Creating plugins
This guide walks through creating a plugin for a new platform.
Plugin architecture
Megaloader uses a registry pattern to map domains to plugin classes. To add support for a new platform, you create a class that inherits from BasePlugin and implements the extraction logic.
A plugin performs no network I/O of its own. The engine resolves the URL to a plugin, builds a Fetcher, and passes it to extract(). The plugin describes each request as a Request and reads back a Response, so parsing and traversal stay testable offline.
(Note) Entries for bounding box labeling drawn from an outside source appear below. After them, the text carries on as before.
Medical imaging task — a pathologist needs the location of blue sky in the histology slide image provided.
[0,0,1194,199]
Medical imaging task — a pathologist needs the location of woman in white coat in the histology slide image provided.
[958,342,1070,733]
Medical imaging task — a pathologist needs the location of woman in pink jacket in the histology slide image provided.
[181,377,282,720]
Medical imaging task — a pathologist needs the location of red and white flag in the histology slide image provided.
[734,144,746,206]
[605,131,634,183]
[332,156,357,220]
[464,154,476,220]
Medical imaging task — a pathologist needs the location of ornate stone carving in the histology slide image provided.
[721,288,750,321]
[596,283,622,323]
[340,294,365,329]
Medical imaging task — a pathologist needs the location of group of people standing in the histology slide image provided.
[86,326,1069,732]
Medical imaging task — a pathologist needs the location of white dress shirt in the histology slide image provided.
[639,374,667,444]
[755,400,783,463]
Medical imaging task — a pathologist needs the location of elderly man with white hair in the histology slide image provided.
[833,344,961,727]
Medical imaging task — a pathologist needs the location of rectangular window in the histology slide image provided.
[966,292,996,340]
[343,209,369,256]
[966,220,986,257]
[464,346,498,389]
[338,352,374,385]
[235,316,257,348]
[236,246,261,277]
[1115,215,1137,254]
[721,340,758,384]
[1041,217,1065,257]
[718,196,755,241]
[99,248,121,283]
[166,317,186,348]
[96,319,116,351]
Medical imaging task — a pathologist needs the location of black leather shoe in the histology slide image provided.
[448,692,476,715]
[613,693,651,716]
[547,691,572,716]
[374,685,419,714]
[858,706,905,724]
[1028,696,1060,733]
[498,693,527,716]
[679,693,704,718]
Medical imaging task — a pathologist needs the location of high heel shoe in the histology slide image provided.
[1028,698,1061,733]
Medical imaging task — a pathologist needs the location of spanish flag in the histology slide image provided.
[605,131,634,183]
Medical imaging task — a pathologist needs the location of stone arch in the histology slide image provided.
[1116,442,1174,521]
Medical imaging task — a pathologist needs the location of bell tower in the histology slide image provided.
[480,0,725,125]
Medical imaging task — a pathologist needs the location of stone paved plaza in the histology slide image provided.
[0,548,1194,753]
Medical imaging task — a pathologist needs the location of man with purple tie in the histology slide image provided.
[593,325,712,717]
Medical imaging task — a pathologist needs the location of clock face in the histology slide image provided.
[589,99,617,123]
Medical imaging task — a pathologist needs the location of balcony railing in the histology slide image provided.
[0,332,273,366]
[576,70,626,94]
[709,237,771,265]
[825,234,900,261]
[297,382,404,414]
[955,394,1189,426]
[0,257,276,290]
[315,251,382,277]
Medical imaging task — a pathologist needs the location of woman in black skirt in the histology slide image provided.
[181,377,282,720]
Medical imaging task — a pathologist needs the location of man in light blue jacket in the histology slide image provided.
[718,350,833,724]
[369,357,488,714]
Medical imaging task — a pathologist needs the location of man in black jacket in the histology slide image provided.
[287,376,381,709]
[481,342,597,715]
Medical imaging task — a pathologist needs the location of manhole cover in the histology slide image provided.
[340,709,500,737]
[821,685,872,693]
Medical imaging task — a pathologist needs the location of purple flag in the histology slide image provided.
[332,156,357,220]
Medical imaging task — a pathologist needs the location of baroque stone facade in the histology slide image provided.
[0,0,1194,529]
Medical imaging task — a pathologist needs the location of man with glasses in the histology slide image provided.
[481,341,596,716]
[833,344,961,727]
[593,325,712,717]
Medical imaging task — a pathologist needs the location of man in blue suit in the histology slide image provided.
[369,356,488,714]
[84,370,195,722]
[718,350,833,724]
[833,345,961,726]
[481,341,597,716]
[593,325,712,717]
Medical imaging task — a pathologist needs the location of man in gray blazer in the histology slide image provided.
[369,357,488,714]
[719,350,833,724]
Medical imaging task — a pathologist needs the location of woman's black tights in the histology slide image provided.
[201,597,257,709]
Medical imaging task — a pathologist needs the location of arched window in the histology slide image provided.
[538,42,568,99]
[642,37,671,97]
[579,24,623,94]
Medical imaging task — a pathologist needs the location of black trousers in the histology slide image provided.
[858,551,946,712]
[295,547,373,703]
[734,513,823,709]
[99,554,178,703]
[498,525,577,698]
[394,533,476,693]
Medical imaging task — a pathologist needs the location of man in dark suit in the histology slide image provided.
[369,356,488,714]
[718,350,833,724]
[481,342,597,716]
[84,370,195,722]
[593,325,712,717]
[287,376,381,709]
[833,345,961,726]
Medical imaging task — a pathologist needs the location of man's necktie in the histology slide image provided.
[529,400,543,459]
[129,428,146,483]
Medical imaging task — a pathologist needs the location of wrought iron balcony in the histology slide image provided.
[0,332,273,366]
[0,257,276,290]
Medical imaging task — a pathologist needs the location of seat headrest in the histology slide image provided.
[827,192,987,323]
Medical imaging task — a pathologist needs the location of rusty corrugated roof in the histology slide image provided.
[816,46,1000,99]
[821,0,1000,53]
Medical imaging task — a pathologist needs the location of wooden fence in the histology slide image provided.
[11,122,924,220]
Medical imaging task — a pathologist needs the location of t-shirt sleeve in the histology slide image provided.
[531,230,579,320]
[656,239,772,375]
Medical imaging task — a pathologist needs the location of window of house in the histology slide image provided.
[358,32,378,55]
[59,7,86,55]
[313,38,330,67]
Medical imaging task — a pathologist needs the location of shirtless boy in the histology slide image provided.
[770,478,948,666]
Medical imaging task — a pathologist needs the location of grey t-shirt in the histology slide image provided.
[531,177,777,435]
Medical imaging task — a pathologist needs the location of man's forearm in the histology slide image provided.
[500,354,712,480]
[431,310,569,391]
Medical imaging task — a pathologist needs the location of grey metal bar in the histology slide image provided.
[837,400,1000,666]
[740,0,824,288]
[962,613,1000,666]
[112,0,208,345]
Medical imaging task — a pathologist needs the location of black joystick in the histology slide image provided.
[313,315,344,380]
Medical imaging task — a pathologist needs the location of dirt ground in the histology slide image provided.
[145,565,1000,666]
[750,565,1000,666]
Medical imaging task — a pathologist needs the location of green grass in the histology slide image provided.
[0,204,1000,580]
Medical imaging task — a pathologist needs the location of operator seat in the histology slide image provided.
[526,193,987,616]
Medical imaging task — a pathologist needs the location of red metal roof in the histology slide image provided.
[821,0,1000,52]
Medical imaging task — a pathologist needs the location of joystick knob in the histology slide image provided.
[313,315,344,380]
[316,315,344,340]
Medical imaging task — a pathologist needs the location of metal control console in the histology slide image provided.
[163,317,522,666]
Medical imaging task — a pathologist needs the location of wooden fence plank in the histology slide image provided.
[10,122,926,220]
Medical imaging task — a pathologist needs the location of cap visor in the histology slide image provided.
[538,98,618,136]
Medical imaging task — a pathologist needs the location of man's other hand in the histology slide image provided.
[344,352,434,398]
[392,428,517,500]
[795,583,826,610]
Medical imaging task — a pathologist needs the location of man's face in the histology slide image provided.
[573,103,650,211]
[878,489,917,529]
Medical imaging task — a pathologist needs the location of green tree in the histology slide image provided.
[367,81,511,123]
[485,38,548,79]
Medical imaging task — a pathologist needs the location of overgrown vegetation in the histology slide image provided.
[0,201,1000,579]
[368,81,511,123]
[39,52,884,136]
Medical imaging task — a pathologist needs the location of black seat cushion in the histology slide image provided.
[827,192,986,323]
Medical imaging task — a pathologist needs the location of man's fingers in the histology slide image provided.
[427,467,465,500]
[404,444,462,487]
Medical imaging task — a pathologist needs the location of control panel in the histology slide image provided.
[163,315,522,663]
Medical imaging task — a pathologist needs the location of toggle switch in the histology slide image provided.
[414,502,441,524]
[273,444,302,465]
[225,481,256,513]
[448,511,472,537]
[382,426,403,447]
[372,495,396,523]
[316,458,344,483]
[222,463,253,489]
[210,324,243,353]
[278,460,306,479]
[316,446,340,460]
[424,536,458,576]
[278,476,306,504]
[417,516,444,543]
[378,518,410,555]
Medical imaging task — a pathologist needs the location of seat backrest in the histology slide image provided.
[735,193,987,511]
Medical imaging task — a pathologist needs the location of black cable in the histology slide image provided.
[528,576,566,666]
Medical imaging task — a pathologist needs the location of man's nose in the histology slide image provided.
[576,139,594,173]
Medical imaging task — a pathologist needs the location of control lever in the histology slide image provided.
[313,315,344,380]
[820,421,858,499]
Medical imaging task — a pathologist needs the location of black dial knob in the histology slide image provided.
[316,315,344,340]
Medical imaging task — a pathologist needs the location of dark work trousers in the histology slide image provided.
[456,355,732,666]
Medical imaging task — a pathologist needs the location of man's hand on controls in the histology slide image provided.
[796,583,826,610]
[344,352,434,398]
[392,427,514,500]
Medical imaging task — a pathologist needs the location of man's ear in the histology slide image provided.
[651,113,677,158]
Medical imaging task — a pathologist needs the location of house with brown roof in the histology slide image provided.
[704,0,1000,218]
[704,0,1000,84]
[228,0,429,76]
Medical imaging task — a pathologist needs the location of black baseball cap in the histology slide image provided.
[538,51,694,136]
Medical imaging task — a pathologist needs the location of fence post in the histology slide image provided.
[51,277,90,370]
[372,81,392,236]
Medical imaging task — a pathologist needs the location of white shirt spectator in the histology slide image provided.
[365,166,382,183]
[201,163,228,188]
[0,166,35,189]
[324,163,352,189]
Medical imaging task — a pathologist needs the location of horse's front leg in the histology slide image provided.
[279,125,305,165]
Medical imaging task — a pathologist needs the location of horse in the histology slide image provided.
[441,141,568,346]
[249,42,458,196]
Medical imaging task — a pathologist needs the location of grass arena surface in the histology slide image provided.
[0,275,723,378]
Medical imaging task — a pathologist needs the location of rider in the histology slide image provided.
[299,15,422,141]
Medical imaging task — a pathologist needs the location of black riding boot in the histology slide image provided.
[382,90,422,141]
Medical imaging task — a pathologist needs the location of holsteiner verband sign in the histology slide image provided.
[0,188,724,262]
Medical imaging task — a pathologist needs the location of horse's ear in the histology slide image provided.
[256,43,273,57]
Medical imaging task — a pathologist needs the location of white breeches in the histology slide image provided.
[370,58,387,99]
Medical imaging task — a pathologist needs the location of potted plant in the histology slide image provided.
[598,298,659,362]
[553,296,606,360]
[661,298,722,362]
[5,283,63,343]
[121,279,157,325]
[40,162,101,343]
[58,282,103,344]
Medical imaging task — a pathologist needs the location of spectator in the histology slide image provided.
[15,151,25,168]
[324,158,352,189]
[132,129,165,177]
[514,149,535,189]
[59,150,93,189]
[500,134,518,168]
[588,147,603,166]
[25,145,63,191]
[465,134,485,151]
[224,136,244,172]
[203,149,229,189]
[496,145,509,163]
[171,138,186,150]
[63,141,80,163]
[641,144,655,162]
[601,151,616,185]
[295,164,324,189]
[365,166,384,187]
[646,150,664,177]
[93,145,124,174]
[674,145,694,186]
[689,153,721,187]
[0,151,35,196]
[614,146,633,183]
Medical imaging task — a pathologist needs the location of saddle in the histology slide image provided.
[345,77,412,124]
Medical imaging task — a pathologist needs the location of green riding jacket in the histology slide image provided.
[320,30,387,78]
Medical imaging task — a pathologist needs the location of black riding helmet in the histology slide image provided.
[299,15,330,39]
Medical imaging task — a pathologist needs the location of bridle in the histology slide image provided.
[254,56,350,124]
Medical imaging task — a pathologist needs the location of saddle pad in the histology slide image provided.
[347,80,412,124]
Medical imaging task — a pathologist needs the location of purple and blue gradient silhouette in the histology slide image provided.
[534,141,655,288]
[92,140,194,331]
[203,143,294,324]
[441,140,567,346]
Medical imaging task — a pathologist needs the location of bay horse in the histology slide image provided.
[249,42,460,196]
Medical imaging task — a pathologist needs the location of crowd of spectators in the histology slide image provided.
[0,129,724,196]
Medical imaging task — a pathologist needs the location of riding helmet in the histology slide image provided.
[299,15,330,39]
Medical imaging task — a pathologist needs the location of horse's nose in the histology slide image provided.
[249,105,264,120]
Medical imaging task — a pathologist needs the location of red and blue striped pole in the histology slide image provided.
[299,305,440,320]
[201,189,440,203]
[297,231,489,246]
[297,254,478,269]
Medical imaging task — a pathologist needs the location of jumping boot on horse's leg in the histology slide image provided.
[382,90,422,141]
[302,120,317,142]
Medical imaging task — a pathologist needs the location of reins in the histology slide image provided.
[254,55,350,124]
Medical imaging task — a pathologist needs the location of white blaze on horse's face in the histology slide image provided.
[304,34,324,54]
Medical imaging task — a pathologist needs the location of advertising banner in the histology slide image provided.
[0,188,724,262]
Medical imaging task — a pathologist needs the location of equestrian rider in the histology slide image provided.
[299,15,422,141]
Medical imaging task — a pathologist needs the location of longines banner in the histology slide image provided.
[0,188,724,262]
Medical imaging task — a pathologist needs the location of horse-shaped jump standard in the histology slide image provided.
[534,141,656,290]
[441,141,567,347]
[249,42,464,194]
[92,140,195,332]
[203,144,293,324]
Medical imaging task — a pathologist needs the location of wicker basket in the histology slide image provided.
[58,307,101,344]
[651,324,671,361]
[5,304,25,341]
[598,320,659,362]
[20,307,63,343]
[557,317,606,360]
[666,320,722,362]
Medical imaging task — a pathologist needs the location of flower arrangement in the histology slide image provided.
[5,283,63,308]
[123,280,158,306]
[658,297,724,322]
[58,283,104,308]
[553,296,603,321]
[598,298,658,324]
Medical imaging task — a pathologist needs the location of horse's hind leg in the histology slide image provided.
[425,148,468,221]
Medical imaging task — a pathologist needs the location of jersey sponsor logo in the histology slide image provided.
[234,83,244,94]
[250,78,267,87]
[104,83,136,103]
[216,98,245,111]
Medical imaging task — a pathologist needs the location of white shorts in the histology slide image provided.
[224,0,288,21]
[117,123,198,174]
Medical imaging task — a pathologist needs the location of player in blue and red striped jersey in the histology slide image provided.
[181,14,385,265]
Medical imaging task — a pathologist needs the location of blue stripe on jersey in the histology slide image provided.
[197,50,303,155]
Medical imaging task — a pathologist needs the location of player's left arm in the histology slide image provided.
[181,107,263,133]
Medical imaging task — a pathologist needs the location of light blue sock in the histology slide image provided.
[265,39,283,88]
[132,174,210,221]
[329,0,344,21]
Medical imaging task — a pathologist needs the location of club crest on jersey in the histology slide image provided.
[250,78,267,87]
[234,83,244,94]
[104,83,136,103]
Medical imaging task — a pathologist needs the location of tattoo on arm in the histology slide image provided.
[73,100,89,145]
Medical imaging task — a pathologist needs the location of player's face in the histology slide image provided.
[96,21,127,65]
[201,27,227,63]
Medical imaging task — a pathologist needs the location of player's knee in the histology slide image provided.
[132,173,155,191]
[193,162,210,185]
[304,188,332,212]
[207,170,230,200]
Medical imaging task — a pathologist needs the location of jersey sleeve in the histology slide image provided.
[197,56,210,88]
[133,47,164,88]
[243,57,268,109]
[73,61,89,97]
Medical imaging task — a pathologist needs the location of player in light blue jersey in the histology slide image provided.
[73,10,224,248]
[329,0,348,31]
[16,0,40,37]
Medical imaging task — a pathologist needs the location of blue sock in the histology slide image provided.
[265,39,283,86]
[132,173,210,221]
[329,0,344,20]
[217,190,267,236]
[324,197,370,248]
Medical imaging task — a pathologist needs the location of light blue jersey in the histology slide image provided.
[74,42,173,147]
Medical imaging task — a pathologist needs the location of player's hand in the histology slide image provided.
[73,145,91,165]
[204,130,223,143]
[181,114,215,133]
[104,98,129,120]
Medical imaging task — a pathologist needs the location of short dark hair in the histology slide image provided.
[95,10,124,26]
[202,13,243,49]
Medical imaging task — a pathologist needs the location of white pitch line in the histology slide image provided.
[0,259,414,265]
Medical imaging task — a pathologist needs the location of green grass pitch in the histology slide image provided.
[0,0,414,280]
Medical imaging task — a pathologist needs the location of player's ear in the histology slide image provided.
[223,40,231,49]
In other words, every plugin:
- Inherits from
BasePlugin - Implements
extract(fetch)to yieldDownloadItemobjects - Optionally overrides
session_config()to declare site headers and auth cookies - Gets registered in
PLUGIN_REGISTRY(inregistry.py) to map domains to the plugin
Minimal example
Your plugin must implement the extract method and yield DownloadItem objects. Route every network call through the fetch argument.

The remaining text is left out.